Tax relief may be coming to commercial and industrial property owners in Miami-Dade County.

Miami-Dade County’s Office of the Property Appraiser announced on Thursday that it will consider landlords’ financial losses when assessing 2021 fair market values.

The office will consider local market conditions, like vacancy and rental rates, as well as individual property conditions such as lease agreements and concessions, according to a press release. The move could help landlords save on property taxes while the country returns to pre-Covid-19 activity.

The office will also consider expenses as of Jan. 1 of the year, unit counts, leasable areas, gross rents and professional estimates of market value from licensed appraisers.
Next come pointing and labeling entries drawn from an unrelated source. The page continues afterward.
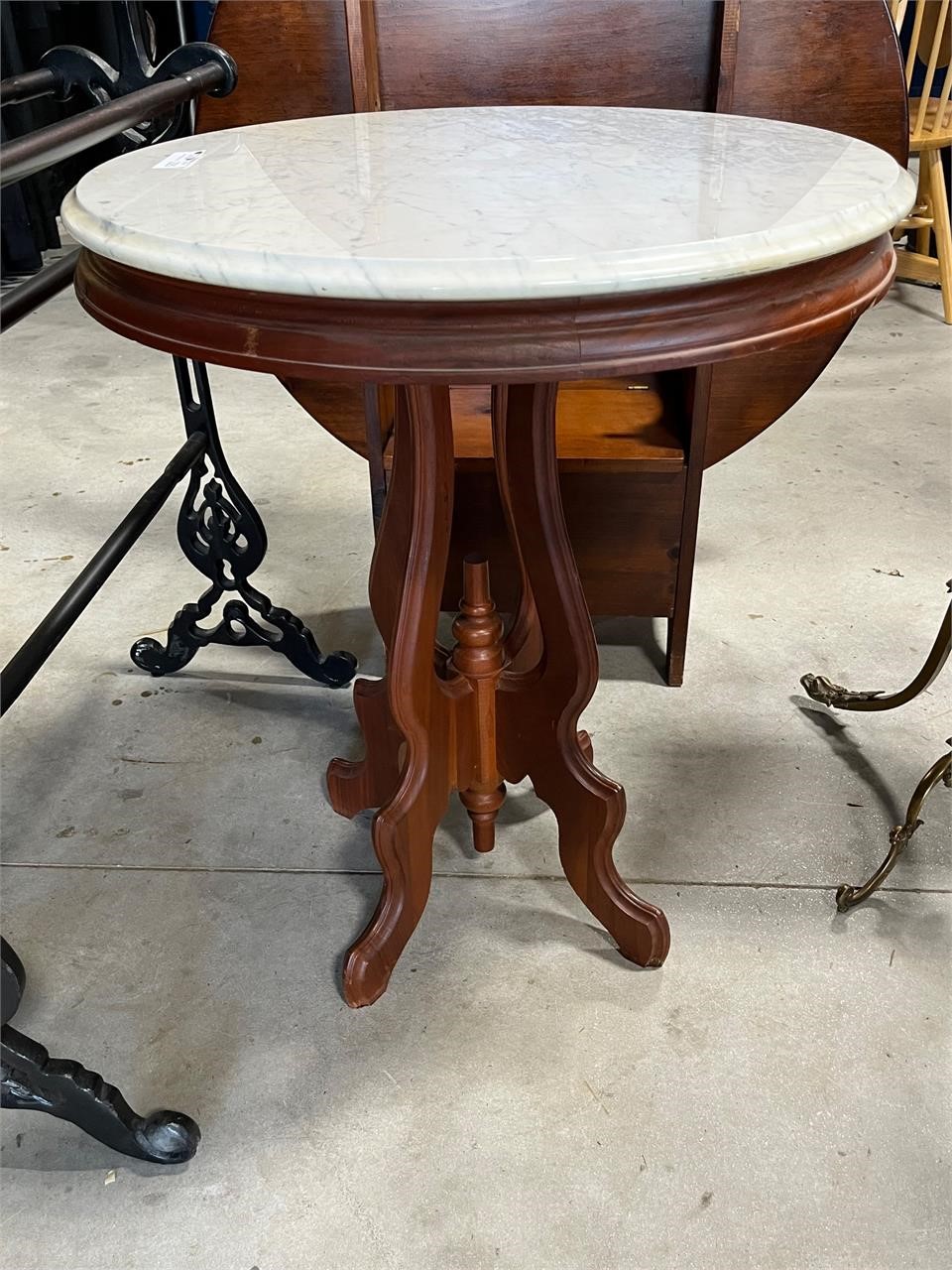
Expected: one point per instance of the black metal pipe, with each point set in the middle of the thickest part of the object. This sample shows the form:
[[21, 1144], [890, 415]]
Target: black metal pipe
[[48, 146], [30, 85], [33, 653], [35, 291]]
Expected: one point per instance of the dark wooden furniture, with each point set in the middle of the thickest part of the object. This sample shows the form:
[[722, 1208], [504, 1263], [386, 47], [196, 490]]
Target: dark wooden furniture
[[631, 453], [499, 706]]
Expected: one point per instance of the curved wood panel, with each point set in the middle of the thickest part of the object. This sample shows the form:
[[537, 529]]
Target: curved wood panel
[[512, 341], [833, 64]]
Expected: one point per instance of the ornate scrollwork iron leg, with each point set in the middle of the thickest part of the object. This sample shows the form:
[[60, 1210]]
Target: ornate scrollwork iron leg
[[823, 690], [33, 1080], [222, 535], [847, 897]]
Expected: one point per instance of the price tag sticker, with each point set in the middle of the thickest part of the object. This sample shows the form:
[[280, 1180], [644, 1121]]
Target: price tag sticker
[[179, 159]]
That’s good news for some of the harder hit properties in the area. Landlords in the Miami-Dade office market, for example, have offered incentives in exchange for keeping rents from dropping as workers go remote.

“The effects of the COVID-19 pandemic in the commercial real estate market have been unprecedented,” Miami-Dade Property Appraiser Pedro Garcia said in a statement. “Many property owners relying on rental income to cover operating expenses are struggling or unable to meet their financial obligations.”

Last year, the owners of Aventura ParkSquare, the SunTrust office building on Brickell and the Delano South Beach filed lawsuits against Garcia, seeking to lower their tax appraisals for the 2019 tax year.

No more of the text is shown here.